Saturday, 15 March 2014

Mystery solved

Lotti, our loopy and lovely Exchequer Leghorn,  has been managing to hide her eggs for some time now.

Last year, she was laying all over the garden. Every time we discovered her hidey-hole, she started a new one somewhere else.  This year, she's not been escaping every day - which means she has been laying somewhere in the free range area.  The key is somewhere.

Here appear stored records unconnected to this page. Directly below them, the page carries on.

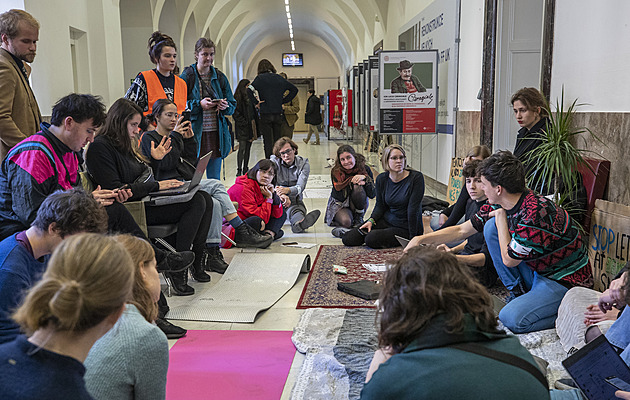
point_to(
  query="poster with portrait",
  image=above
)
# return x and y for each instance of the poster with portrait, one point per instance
(373, 93)
(408, 92)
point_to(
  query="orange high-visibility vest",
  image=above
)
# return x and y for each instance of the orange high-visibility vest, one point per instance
(155, 91)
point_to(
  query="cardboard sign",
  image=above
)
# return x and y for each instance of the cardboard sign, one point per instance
(609, 242)
(455, 180)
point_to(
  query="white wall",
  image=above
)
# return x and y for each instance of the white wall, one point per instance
(317, 62)
(591, 57)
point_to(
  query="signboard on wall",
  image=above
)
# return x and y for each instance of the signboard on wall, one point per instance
(408, 94)
(373, 93)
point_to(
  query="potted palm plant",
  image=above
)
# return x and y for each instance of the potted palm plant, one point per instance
(558, 157)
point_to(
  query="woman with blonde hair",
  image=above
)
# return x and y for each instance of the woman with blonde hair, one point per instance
(79, 298)
(398, 208)
(117, 364)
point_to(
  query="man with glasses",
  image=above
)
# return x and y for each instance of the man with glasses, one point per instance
(293, 171)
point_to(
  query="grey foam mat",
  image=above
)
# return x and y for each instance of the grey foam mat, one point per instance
(253, 283)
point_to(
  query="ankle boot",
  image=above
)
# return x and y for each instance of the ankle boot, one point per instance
(199, 265)
(215, 263)
(179, 283)
(246, 236)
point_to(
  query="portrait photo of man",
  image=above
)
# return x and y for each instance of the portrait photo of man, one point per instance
(406, 82)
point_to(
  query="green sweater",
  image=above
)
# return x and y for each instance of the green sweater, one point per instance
(429, 369)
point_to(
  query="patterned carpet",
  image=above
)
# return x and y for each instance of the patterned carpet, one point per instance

The season started well, with Lotti and Poppy both laying in the nest box.  The older girls weren't laying.  Just under 2 weeks ago, we stopped getting eggs from Lotti.    Now, it's quite common for her to have a day or so off each week. But after 2 eggless days, we knew she was laying somewhere else.
Over the next week, I searched the free range area for her nesting site.   I realised that she was probably laying in the Pampas grass, but I couldn't find any eggs, despite several forays into it. 

Until today.

Today, Lotti was making a racket,  sounding very distressed.  She's been like this before if she has been denied access to the nestbox.  I was pruning elsewhere in the garden, so I came over to have a look.   Sure enough, Florence (our Australorp) was in one of the nest boxes and showing no signs of moving.   I picked Lotti up and put her in the other nestbox.

The racket started again a little bit later, and it was coming from the direction of the Pampas.   I had an idea.  I went and fetched the big egg thing I had once used as a spare nest box for her (until I found her sleeping in it at night).  I could wedge that in the pampas grass, and she'd have somewhere to lay, we'd know where to look for eggs, and she wouldn't have access to it at night time. 

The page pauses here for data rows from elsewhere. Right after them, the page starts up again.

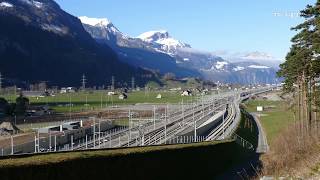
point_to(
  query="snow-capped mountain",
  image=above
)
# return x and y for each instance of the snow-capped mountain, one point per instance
(38, 36)
(159, 51)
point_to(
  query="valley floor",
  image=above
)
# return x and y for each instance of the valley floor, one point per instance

I filled it with fresh Aubiose and found somewhere in the Pampas to wedge it.  I could hear Lotti, but I couldn't see her.  I got DH to help. He searched one half, I searched the other.  She wasn't there,. but I could hear her.

And then a movement caught my eye, and this hen popped out of the Pampas.    She was literally in the Pampas,  about four feet off the ground.   I waited till she vacated, and I found her nest and ten eggs.

I removed 9 of them,  in the hope that having 1 left encourages her to continue laying there.

It's not ideal, but at least we know where it is.

I've left the huge egg thing at the bottom as well, just in case.